English cricketer and footballer

Willie Watson (7 March 1920 – 24 April 2004) was an English cricketer, who played for Yorkshire, Leicestershire and England. He was a double international, as Watson was also a footballer who played for England's national team. He was the son of Billy Watson, and brother of Albert Watson, also footballers.

==Cricket career==
Born in Bolton on Dearne, Yorkshire, England, Watson, a left-handed batsman, made his debut for Yorkshire in 1939, and was a regular in the side for a dozen years after World War II. He made his Test match debut against the South Africans in 1951, and did well. But at a time when England was rich in batting talent, Watson rarely commanded a regular place and his twenty three Test matches were spread across eight years. His most famous innings was one of 109, in almost six hours, which with Trevor Bailey contributing to a partnership of 163, enabled England to save the second Test at Lord's in 1953 against the Australians, when the game appeared to be lost.

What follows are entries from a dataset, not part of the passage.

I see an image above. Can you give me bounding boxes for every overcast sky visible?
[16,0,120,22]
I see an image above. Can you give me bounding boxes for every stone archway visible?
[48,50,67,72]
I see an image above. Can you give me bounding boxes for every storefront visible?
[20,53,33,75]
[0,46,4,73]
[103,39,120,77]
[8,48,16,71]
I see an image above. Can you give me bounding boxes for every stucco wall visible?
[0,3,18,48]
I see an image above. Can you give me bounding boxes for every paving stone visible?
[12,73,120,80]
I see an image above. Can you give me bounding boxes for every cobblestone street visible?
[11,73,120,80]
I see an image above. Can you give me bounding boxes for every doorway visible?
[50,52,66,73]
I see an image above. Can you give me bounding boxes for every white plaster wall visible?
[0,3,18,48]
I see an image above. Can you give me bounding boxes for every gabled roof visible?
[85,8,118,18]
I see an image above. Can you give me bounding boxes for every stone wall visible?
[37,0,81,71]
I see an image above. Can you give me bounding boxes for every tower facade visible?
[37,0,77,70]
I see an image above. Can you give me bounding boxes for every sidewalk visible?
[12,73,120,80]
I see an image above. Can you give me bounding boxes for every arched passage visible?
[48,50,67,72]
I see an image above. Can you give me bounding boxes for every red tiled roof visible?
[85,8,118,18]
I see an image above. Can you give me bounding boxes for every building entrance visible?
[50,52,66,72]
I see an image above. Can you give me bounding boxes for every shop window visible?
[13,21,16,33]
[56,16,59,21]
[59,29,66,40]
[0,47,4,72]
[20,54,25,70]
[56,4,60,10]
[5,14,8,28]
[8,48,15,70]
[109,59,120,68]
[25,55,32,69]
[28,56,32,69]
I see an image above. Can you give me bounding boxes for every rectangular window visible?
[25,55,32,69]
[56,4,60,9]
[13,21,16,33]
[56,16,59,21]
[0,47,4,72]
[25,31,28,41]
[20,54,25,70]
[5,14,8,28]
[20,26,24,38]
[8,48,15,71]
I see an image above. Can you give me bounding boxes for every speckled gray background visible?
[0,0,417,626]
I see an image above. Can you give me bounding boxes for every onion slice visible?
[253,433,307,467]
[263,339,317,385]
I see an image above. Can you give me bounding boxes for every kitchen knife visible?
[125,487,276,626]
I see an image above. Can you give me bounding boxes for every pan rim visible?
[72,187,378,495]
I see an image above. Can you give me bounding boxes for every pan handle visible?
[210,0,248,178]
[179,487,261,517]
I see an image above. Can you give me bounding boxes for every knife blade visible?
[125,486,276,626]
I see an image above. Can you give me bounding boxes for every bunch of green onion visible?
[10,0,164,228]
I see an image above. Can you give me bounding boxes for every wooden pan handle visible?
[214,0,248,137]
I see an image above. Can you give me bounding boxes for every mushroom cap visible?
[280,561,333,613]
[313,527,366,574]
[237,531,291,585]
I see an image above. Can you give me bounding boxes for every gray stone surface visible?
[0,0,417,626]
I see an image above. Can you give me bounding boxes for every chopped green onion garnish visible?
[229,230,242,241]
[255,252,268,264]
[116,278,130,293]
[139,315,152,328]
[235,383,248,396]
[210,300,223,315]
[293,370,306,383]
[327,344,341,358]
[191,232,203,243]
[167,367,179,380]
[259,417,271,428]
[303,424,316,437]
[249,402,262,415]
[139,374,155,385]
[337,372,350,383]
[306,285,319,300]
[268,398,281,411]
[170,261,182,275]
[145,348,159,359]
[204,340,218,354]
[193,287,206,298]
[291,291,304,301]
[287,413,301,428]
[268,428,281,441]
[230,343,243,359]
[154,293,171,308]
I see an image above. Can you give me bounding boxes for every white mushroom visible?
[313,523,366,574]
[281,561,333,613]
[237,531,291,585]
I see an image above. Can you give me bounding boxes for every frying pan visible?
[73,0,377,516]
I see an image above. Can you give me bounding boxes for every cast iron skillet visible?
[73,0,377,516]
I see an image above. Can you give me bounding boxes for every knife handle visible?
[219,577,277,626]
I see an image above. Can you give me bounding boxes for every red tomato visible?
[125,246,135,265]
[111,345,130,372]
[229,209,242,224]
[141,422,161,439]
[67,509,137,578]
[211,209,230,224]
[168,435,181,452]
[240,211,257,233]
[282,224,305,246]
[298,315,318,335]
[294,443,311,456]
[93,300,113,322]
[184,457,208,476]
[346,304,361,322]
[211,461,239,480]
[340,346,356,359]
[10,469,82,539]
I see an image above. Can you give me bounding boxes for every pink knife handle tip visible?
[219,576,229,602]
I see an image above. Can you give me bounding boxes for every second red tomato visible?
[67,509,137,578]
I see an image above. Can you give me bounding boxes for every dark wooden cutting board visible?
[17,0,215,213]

Despite being a stylish left-hander, his Test career was a series of stops and starts. He even found himself dropped after his efforts at Lord's for the final Ashes series clinching victory. Nevertheless, he was one of the five Wisden Cricketers of the Year in 1954.

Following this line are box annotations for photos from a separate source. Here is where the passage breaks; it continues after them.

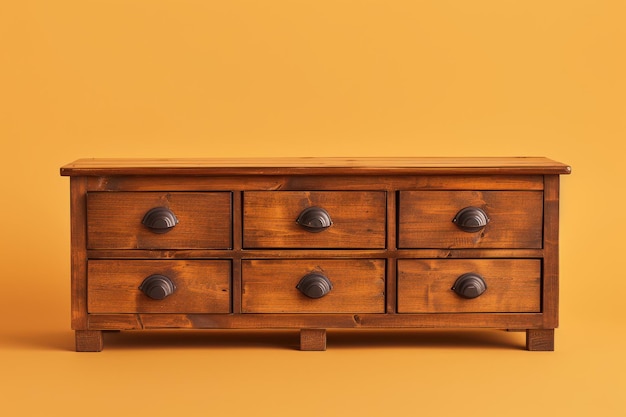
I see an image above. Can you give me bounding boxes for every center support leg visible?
[76,330,103,352]
[526,329,554,351]
[300,329,326,350]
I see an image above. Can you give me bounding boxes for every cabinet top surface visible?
[61,157,571,176]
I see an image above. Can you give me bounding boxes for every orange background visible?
[0,0,626,416]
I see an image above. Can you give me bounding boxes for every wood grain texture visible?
[70,177,87,330]
[75,330,104,352]
[242,259,385,313]
[87,192,232,249]
[398,259,541,313]
[542,176,559,328]
[83,173,543,192]
[526,329,554,352]
[398,191,543,248]
[88,260,231,313]
[89,313,543,331]
[300,329,326,351]
[61,157,571,176]
[243,191,386,248]
[61,158,570,351]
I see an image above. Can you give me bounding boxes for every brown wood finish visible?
[300,329,326,351]
[61,157,570,351]
[398,191,543,248]
[242,259,385,313]
[75,330,104,352]
[84,171,543,192]
[70,177,88,330]
[243,191,386,248]
[526,329,554,351]
[87,260,231,313]
[61,157,571,176]
[87,192,231,249]
[398,259,541,313]
[89,313,543,330]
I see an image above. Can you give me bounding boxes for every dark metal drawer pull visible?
[139,274,176,300]
[296,272,333,298]
[296,207,333,233]
[141,207,178,233]
[452,207,490,233]
[452,272,487,299]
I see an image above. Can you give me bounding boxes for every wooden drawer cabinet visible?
[61,158,570,351]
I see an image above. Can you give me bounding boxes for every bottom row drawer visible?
[398,259,541,313]
[87,259,541,313]
[241,259,385,313]
[87,260,231,313]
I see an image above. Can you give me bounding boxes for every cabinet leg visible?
[300,329,326,350]
[76,330,103,352]
[526,329,554,351]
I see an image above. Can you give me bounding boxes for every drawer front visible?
[243,191,386,248]
[398,259,541,313]
[87,260,231,313]
[241,259,385,313]
[398,191,543,249]
[87,192,232,249]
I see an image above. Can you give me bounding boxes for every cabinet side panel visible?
[542,175,559,329]
[70,177,88,330]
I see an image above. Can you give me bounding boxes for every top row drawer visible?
[87,190,543,249]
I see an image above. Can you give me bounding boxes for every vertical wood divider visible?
[385,189,397,314]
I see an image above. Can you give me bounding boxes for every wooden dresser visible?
[61,158,570,351]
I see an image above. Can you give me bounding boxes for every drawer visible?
[87,260,231,313]
[243,191,386,248]
[87,192,232,249]
[398,191,543,249]
[398,259,541,313]
[241,259,385,313]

Watson toured in the West Indies in 1953–54, and scored his second Test century in Jamaica. His final Test appearance was in New Zealand in March 1959. Watson's highest first-class score was 257, for the Marylebone Cricket Club (MCC) against British Guiana at Georgetown.

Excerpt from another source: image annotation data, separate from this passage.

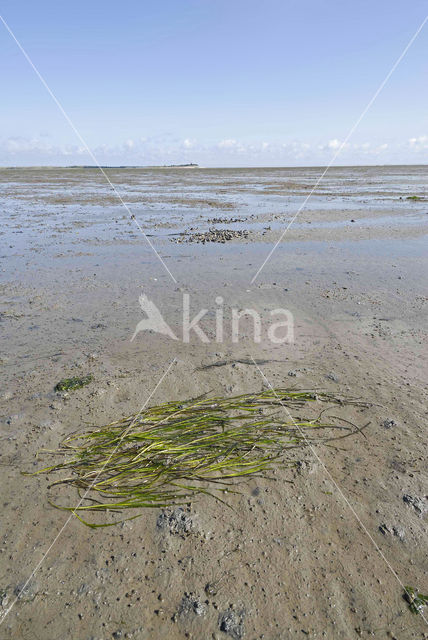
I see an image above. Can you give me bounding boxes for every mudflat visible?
[0,166,428,640]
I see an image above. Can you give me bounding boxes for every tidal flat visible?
[0,166,428,640]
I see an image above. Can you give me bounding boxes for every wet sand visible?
[0,167,428,640]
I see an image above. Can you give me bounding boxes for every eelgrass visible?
[32,389,368,527]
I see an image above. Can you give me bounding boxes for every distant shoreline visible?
[0,163,428,171]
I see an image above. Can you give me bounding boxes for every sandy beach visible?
[0,166,428,640]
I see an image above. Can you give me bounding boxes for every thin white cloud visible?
[0,133,428,166]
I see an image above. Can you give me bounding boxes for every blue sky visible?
[0,0,428,166]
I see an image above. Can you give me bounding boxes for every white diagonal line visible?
[251,15,428,284]
[250,356,428,625]
[0,358,177,626]
[0,15,177,283]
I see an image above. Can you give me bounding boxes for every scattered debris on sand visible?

Watson's cricket career received a late boost when, in 1958, he left Yorkshire and joined Leicestershire as assistant secretary and captain. A popular if quiet skipper, he temporarily regained his England place, and was also instrumental in a limited revival of the Leicestershire's fortunes. He played his last first-class match for Leicestershire in 1964.

He wrote his memoirs, Double International, in 1956.

Watson emigrated to South Africa in 1968, to coach the Wanderers. He died in Johannesburg in April 2004, at the age of 84.

==Football career==

As a footballer, Watson was a cultured wing-half for Huddersfield Town, Sunderland and Halifax Town. He made 211 league appearances for Sunderland, in his seven seasons at the club. He played for England four times, gaining his first cap in England's 9–2 victory over Northern Ireland in November 1949. He was a member of the squad for the 1950 FIFA World Cup, though he did not appear in any of the games in the tournament in Brazil. He had two spells in charge of Halifax, from 1954 to 1956 and later from 1964 to 1966, and also managed Bradford City from 1966 to 1968, where he laid the foundations of a promotion-winning team, but his biggest successes were in cricket.